A teleological Christian ethic
Situation ethics identifies its roots in the New Testament references to Jesus setting aside the law or breaking established rules. For Fletcher, situation ethics was a Christian ethic though many Churches disagreed.
Fletcher and his three approaches to moral thinking
Fletcher divides moral thinking into three basic kinds: legalistic, antinomian and situational.
Legalistic ethics
Legalistic ethics has a set of predefined rules and regulations which direct how you should behave. Christianity shows legalistic features based on biblical commandments and/or the precepts expounded by Aquinas. Fletcher thought that this approach led to a legalistic mindset. Laws accumulate to cover all eventualities. Once murder has been prohibited, one has to clarify killing in self-defense, killing in war, killing unborn human beings and so on. The legalist must continually add to the law book to cover all eventualities, resulting in a web of laws. To be moral means following the appropriate moral law or applying the previously determined moral laws. For Fletcher, this mistake in both Catholic Christianity and Protestant Christianity. Fletcher rejected these legalistic approaches that were based on fixed laws.
Antinomian ethics
Antinomian ethics is the reverse of legalistic (law-based) ethics. A person using antinomianism doesn’t use any kind of rule, law or principle, or any kind of ethical system. Fletcher was critical of antinomianism: ‘it is literally unprincipled, ad hoc and casual. They follow no forecastable course from one situation to another. They are anarchic.
Situation ethics 2
How moral an action is depends on the situation. The situationist enters into the moral dilemma with the ethics, rules and principles of his/her community or tradition. The situationist is prepared to set aside those rules in the situation, if love seems better served by doing so. Moral decisions should depend on what best serves love.
Agape love
Whilst utilitarian’s see the greatest happiness as the greatest end, and Kantians look towards the summum bonum, others look to love, specifically agape, or unconditional love.
The six propositions
Fletcher suggests six propositions that should be kept in mind when seeking a decision.
The first proposition
Only one thing is intrinsically good; namely love: nothing else at all.
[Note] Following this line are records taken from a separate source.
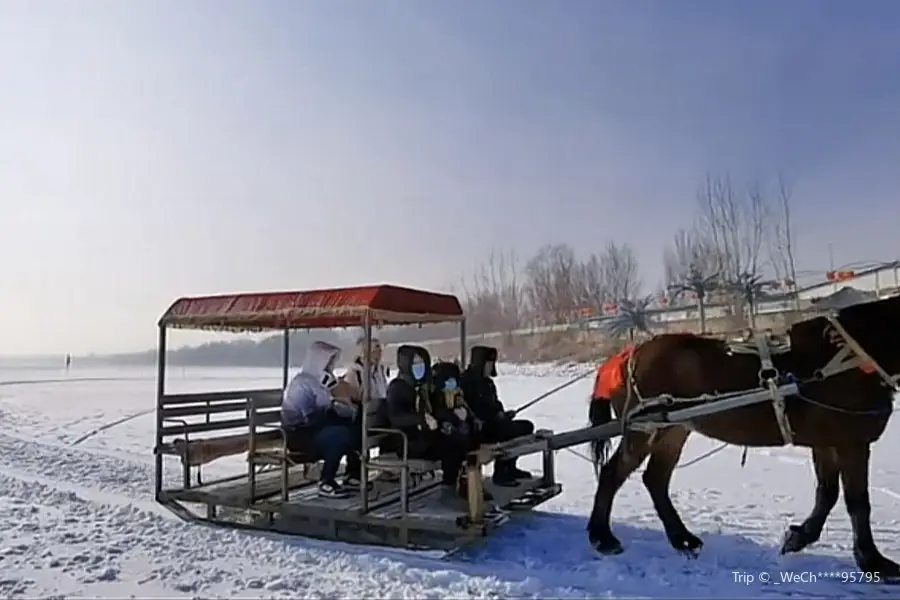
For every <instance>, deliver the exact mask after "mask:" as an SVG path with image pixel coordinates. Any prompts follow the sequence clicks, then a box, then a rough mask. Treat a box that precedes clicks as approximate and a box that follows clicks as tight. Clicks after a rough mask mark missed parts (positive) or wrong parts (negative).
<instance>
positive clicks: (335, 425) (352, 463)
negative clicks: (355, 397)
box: [281, 341, 361, 498]
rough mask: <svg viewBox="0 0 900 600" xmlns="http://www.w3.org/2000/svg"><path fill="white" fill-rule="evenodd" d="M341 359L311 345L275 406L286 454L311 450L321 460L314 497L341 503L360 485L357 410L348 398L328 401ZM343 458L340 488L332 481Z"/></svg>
mask: <svg viewBox="0 0 900 600" xmlns="http://www.w3.org/2000/svg"><path fill="white" fill-rule="evenodd" d="M340 356H341V350H340V348H338V347H337V346H334V345H332V344H329V343H327V342H321V341H317V342H313V344H312V345H311V346H310V348H309V350H308V351H307V352H306V357H305V358H304V360H303V364H302V366H301V367H300V371H299V372H298V373H297V375H295V376H294V378H293V379H291V382H290V383H289V384H288V386H287V388H285V390H284V396H283V399H282V403H281V424H282V428H283V429H284V432H285V438H286V439H287V444H288V448H289V449H290V450H291V451H308V450H309V449H311V450H312V451H313V452H314V453H315V454H317V455H318V456H319V457H321V458H322V460H323V461H324V464H323V466H322V474H321V477H320V480H319V494H320V495H321V496H324V497H329V498H346V497H347V496H349V495H350V491H349V489H348V488H353V487H356V488H358V487H359V485H360V479H359V478H360V470H361V465H360V457H359V454H358V453H359V451H360V446H361V440H360V435H359V433H360V431H359V427H358V426H356V425H355V422H356V417H357V407H356V405H355V404H354V403H353V402H352V400H349V399H343V398H334V397H333V391H334V390H335V389H336V386H337V385H338V380H337V377H335V375H334V367H335V365H336V364H337V362H338V360H339V359H340ZM344 456H346V457H347V472H346V477H345V479H344V482H343V484H340V483H338V482H337V481H336V478H337V472H338V469H339V468H340V464H341V459H342V458H343V457H344Z"/></svg>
Only love is good in and of itself. Love is the only universal.
The second proposition
The ruling norm of Christian decision is love: nothing else.
The third proposition
Love and justice are the same, for justice is love distributed, nothing else.
The fourth proposition
Love wills the neighbour’s good, whether we like him or not.
The fifth proposition
Only the end justifies the means; nothing else.
The sixth proposition
Move’s decisions are made situationally, not prescriptively
Strengths
It provides an alternative Christian ethic that is consistent with the Gospel representation of Jesus
The approach develops a principle from Jesus’ action of breaking the law when the situation demanded it for reasons of love.